Keine Fahrpreiserhöhung: Was Odessaer im April 2026 bei Bussen und Co. erwartet.
April 2026: Öffentliche Verkehrsmittel in Odessa – Preise bleiben stabil
Nach Angaben von Novyny.live: Die Fahrpreise für den öffentlichen Nahverkehr in Odessa ändern sich im April 2026 nicht. Das gilt für alle Verkehrsmittel mit Ausnahme der Straßenbahnen und Oberleitungsbusse, die seit dem 13. Dezember 2024 aufgrund von Schäden an der Energieinfrastruktur außer Betrieb sind. Die Nutzung der sogenannten Sozialbusse ist weiterhin kostenlos, was die Mobilität der Stadtbewohner zusätzlich erleichtert.

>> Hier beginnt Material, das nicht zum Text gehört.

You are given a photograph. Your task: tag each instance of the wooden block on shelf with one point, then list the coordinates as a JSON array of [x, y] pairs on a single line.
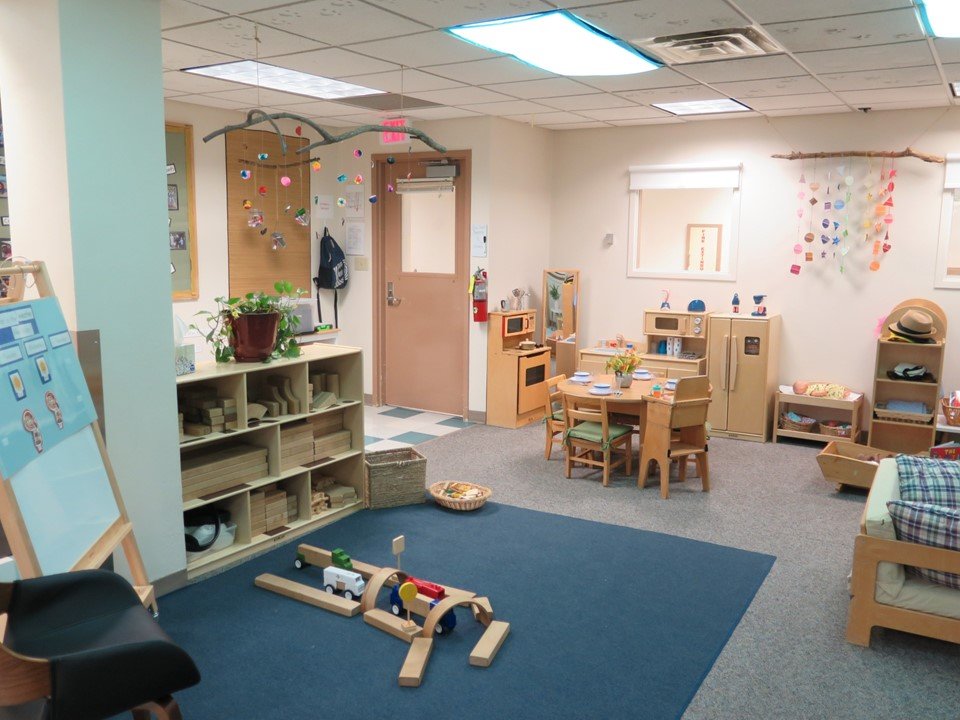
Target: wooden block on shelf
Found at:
[[310, 595]]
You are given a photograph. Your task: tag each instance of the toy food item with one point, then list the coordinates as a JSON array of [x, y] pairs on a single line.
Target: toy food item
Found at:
[[821, 389]]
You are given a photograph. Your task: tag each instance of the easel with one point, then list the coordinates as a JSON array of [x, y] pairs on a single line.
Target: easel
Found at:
[[120, 531]]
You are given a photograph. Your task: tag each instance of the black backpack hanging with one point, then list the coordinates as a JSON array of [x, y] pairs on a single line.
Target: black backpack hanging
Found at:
[[331, 274]]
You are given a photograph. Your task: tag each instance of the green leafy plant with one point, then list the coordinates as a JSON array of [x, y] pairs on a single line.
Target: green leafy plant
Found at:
[[624, 363], [218, 327]]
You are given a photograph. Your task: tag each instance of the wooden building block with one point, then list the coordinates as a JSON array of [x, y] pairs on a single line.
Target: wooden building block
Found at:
[[304, 593], [486, 649], [391, 624], [415, 664]]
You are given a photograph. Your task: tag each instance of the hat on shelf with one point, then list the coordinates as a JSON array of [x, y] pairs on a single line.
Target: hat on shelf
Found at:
[[914, 325]]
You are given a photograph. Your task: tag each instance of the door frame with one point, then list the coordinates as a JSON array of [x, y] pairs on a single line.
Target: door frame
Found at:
[[463, 181]]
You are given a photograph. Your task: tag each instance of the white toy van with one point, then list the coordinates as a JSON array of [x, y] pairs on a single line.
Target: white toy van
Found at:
[[349, 583]]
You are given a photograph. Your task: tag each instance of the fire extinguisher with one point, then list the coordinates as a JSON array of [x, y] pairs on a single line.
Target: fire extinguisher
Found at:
[[478, 288]]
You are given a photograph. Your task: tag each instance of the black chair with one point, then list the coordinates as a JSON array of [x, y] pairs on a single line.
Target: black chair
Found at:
[[84, 644]]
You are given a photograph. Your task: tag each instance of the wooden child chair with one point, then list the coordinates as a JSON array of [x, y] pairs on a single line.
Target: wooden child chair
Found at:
[[676, 430], [589, 430], [553, 413]]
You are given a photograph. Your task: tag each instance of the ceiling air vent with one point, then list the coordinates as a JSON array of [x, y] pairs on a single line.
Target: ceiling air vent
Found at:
[[710, 45]]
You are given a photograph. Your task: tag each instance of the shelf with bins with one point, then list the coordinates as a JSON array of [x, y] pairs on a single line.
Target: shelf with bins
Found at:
[[266, 473]]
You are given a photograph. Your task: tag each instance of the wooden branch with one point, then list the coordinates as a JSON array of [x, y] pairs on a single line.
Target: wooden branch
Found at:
[[256, 116], [909, 152]]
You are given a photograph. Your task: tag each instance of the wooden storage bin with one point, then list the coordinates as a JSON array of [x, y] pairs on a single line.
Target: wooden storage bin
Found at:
[[840, 463], [395, 477]]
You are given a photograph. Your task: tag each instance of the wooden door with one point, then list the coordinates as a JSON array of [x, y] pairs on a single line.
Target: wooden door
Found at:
[[420, 290], [718, 364], [749, 355]]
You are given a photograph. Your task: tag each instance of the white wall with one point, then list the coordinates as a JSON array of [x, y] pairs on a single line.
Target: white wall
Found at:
[[828, 317]]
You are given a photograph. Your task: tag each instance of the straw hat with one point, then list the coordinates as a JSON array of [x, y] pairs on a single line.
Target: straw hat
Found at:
[[914, 325]]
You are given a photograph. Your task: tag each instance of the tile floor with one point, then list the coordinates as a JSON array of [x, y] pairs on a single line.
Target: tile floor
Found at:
[[388, 427]]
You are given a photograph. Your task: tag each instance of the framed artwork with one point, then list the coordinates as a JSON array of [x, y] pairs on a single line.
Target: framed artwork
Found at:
[[703, 248]]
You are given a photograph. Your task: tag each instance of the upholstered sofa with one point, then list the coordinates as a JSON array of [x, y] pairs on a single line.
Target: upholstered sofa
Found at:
[[883, 594]]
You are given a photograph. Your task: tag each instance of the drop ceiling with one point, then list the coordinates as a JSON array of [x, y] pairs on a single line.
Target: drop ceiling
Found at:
[[838, 56]]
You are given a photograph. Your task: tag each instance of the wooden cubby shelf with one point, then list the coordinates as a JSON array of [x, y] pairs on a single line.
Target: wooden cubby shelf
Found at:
[[261, 472]]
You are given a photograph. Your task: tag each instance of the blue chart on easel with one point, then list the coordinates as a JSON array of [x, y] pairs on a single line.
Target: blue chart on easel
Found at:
[[43, 396]]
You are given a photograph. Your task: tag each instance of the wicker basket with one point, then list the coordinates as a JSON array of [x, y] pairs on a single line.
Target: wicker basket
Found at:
[[950, 413], [395, 477], [439, 491], [806, 426]]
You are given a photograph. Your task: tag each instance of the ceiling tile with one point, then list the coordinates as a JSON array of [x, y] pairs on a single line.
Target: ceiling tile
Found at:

Die Kosten für Fahrten in Kleinbussen (Marschrutkas) bleiben ebenfalls unverändert: Innerhalb der Stadtgrenzen sind 20 Griwna fällig, für Fahrten bis zum 6. Kilometer der Owidiopolsker Straße 40 Griwna. Wer mit den Linien Nr. 67 und Nr. 68 in die Stadt Piwdenne fährt, zahlt weiterhin 70 Griwna. Somit können Fahrgäste ihre Ausgaben für den Nahverkehr ohne Preisschwankungen planen.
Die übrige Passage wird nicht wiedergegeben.